# help-whats a good processor?



## stuper

this is my laptop

http://www.futureshop.ca/en-CA/prod...spx?path=a3a252ca031dd9207fd6a1dc92aaa5eden02

i was wondering if anyone could tell me and link me to a good processor thats compatable with this laptop, i want it to hav atleast 2 cores or more and ave around or over 2 ghz clocking speed


----------



## Drenlin

Welcome to the forums! 

It seems we've got a lot to teach you! I'll get started, I suppose. 

First, clock speed is not the only thing that matters in a processor. The only time you can compare to processors by their clock speed alone is when they're different versions of the exact same thing. For example, a current Intel Core i7 quad core at 2GHz would be much more powerful than, say, an AMD Athlon II quad at 2GHz, even though they have the same clock speed. Basically, simply stating a clock speed and nothing else is like saying you want a car with eight cylinders, but not specifying how big you want the engine to be or how much power you want it to produce.

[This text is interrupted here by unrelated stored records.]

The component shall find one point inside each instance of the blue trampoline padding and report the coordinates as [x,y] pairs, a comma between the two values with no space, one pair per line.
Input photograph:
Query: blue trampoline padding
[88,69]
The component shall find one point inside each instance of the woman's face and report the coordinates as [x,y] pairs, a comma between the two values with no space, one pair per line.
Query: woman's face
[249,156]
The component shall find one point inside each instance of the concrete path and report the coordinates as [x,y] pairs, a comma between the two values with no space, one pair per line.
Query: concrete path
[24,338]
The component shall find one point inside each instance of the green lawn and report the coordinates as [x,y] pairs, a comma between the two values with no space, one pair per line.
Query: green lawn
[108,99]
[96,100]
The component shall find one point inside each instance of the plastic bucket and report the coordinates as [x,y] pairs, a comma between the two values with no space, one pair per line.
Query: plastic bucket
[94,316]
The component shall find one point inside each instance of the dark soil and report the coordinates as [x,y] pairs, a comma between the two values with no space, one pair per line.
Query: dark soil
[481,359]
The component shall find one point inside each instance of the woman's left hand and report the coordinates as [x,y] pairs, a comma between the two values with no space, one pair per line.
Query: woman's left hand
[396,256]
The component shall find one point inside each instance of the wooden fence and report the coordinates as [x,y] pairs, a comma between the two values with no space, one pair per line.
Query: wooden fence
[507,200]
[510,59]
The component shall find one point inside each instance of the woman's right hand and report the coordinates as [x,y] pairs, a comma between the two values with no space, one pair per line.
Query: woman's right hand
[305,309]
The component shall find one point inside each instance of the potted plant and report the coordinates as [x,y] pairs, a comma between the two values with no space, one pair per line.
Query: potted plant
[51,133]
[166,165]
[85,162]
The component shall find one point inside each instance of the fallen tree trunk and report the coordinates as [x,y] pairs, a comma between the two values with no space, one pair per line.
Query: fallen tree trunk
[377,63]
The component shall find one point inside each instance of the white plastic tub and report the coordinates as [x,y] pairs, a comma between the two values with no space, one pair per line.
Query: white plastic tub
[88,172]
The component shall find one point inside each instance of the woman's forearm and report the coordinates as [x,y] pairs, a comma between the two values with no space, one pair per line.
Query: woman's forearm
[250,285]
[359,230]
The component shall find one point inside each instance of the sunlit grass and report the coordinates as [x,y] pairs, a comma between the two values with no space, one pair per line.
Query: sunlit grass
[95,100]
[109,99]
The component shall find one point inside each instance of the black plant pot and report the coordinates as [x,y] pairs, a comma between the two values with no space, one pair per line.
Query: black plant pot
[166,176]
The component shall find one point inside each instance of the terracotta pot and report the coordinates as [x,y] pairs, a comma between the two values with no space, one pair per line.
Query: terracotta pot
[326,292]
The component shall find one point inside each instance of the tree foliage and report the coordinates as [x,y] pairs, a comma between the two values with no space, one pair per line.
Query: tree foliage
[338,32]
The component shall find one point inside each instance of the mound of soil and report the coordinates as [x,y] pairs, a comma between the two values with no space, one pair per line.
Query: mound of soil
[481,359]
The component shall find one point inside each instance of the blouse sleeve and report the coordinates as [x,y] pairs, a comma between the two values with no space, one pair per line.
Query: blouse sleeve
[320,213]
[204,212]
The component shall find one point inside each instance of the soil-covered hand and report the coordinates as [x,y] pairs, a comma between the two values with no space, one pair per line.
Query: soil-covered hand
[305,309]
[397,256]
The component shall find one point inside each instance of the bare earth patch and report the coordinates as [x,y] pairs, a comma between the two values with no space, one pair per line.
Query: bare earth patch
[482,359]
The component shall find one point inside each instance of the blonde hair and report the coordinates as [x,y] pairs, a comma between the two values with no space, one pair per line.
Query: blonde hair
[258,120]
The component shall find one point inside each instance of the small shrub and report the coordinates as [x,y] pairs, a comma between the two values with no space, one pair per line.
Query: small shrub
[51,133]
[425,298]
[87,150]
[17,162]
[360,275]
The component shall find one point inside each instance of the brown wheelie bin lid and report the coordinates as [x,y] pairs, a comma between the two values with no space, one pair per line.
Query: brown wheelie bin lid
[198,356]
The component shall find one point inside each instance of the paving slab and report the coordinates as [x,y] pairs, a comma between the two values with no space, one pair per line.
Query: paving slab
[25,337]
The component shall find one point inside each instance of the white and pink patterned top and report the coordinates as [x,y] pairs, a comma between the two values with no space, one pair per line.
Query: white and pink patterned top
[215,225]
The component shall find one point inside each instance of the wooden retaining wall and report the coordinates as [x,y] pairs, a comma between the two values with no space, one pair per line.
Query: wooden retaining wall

Second, a laptop's processor, as well as most of its other internal components, is usually not something you can upgrade like a desktop. Even if you _can_ upgrade it, the best upgrade is still usually not much more powerful. In your case, the processor is soldered to the motherboard, which is very common. Sadly, this means that there's no possible way to upgrade it.

The processor that's in your system is a dual core AMD chip designed for low power usage, not performance. It is supposed to be used in netbooks. It's significantly more powerful than the Intel Atom processors you usually see in netbooks, though. It should be plenty for browsing the internet, or any other everyday task. The integrated graphics chip should handle most of the stuff that the processor couldn't, like decoding high-definition video or using Flash-heavy websites like Youtube.


----------



## kdfresh09

^ sorry but you are incorrect.  the cpu is not soldered to the motherboard.  it is an ft1/bga 413-ball socket, and is upgradable just like a desktop, and "Almost" any newer laptop will have sockets that are like desktops that can be upgraded.  right now the O P is running a 9 watt, 1.2Ghz dual core c-50 cpu, which has the Radeon HD 6250 graphics. CPU performance is comparible to the intel celeron cpu they use in laptops, such as the celeron 900 series.  since the motherboard of the laptop will support "UP TO" 18 watt cpu's, you can upgrade to either the AMD E-240 which is a 18 watt, Single core running at 1.5Ghz, or an AMD E-350 which is also an 18 watt, DUAL core running at 1.6Ghz.  both of these cpu's have the upgraded Radeon HD 6310 graphics,  and will give similar performance of the intel pentium line that they currently use in laptops today.  hope this helped some


----------



## Drenlin

^ BGA stands for ball-grid array, sir. In place of pins, it has balls of solder on the bottom of the CPU, which are heated to attach it to the motherboard. Nothing on a BGA "socket" is removable.


----------



## kdfresh09

very much sorry for my reply.  i am incorrect.  thank you for the info, and i will be sure to double check my info before posting from now on.  and im a chick not a sir, thank you


----------



## 2048Megabytes

With a lot of laptops the only real upgrade you can make is adding more RAM.  Generally what you buy with a notebook is what you are stuck with.


----------



## Drenlin

kdfresh09 said:


> very much sorry for my reply.  i am incorrect.  thank you for the info, and i will be sure to double check my info before posting from now on.  and im a chick not a sir, thank you



Lies, there are no women on the internet! Only creepers and FBI agents. 

Seriously though, sorry 'bout that


----------



## Haydos_69

Drenlin said:


> Lies, there are no women on the internet! Only creepers and FBI agents.
> 
> Seriously though, sorry 'bout that



ahahahaha, have some cake.... that is all


----------